Soon we will have the first spring blossom in Srinagar.
Hyacinths, blue and beautiful, shall smell like a mix of lavender and candy stick. Schools shall reopen. Low rumble will follow angry thunderclaps. Clouds shaped like abandoned honeycombs will freckle the skies over Dal. At noontide in the hinterland, ducks can be seen foraging for food, which usually consists of purple worms and fresh grass. Small ducklings with downy plumage usually walk in tow, imbibing the craft in their duck-brains. Rain is also expected.
There is talk that people who crossed the ‘line of control’ on cold, dark nights long years back – in bands of one dozen and two dozens – may be asked to return. It was in all probability a cross between uncontrolled anger and wild ardor that led to the night-walking, authorities are suggesting now. They are our folks, in language and temper, blood and spite, and must return. ASAP. The color of the sky oft referred to as green in classical Arabic poetry, isn’t green.

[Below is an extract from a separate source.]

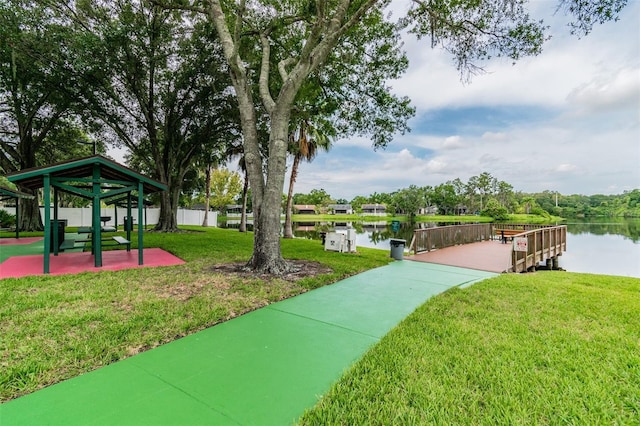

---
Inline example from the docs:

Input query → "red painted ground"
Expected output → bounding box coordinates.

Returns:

It is red with a plough for moon.
Intelligence sleuths are faced with a tough task this spring. How do Kashmiris acquire all the stones in the world – in myriad shapes and sizes? That is the riddle of the season. Ours is an oval valley. Surrounded by hills, Kashmir has volcanic rock formations. Rocks, many rich layers of them, are found in the Lidder valley in South and hillocks of Baramullah in the north. Only God knows how gunny-bags full of stones and half-bricks -- find their way to the alleys of Srinagar, as narrow as grids of a crossword puzzle. It forms the ammo to take on the might of a nuclear power, with close to 700,000 troopers on ground-zero, always in a state of battle-readiness.
We hit the bricks too often and too easy. Conflict makes people ornery. The entire cycle of throwing bricks and destroying public property and shutting down businesses has gotten tinged with a certain amount of rowdiness. Ofcourse those employed with the government continue to get paid as a divine right while they sit back at home [citing lack of transportation or safety as rhyme]; the economy continues to take severe hits. Private sector, still in its infancy in Kashmir, pays its staff for playing a game of cricket or attending a feast on an average strike-day. It happens nowhere else on earth.
Pastoral Kashmir is languid in spring. Women artfully balance the Paej [baskets made of stiff willow fibers] on their delicate heads. The contents may include animal dung, collected over the winter, to spray in their chestnut colored meadows. It is also the time to sow the first Haak [collard greens] – the official vegetable of Kashmir. While we like to think that only we devour Haak, not many people in Kashmir are aware that Haak is a staple food in Southern American cuisine also. The African-Americans love it as a part of their soul food.
Our backwoods have not always been pictorial. Nineteen years ago, this dreary day, February 22, a tiny north Kashmir village Kunan-Poshpora was snowed under. Early morning troopers from 4 Rajputana Rifles descended. The army men were apparently under the spell of some gypsy curse. What transpired in the sad, damp village over the next few hours is both gut-wrenching and disturbing. The mass rape is folk lore in Kashmir now. Two decades later the village wails on a single thin note, like someone taken by the Vikings and impaled.
I like the azure of Hyacinths. Legend has it that Hyacinth was a stunningly beautiful youth loved by Apollo and Zephyr. Once playing a game with Apollo, Hyacinth got hit by something hard. He dropped dead. Accusatory fingers were pointed at Zephyr. Envy could have been one reason. Apollo, it turns out, did not allow anyone to claim Hyacinth. It made a flower from the youth’s blood – Hyacinth. The flower smells ancient Greek blood.
PS – Farooq Abdullah, the ageing son of Sheikh Abdullah – his only claim to fame – reportedly danced and shook like a harlequin yesterday for no apparent reason, greatly amusing his hosts. Omar his capable son appears to have grown hair on his head in recent pictures.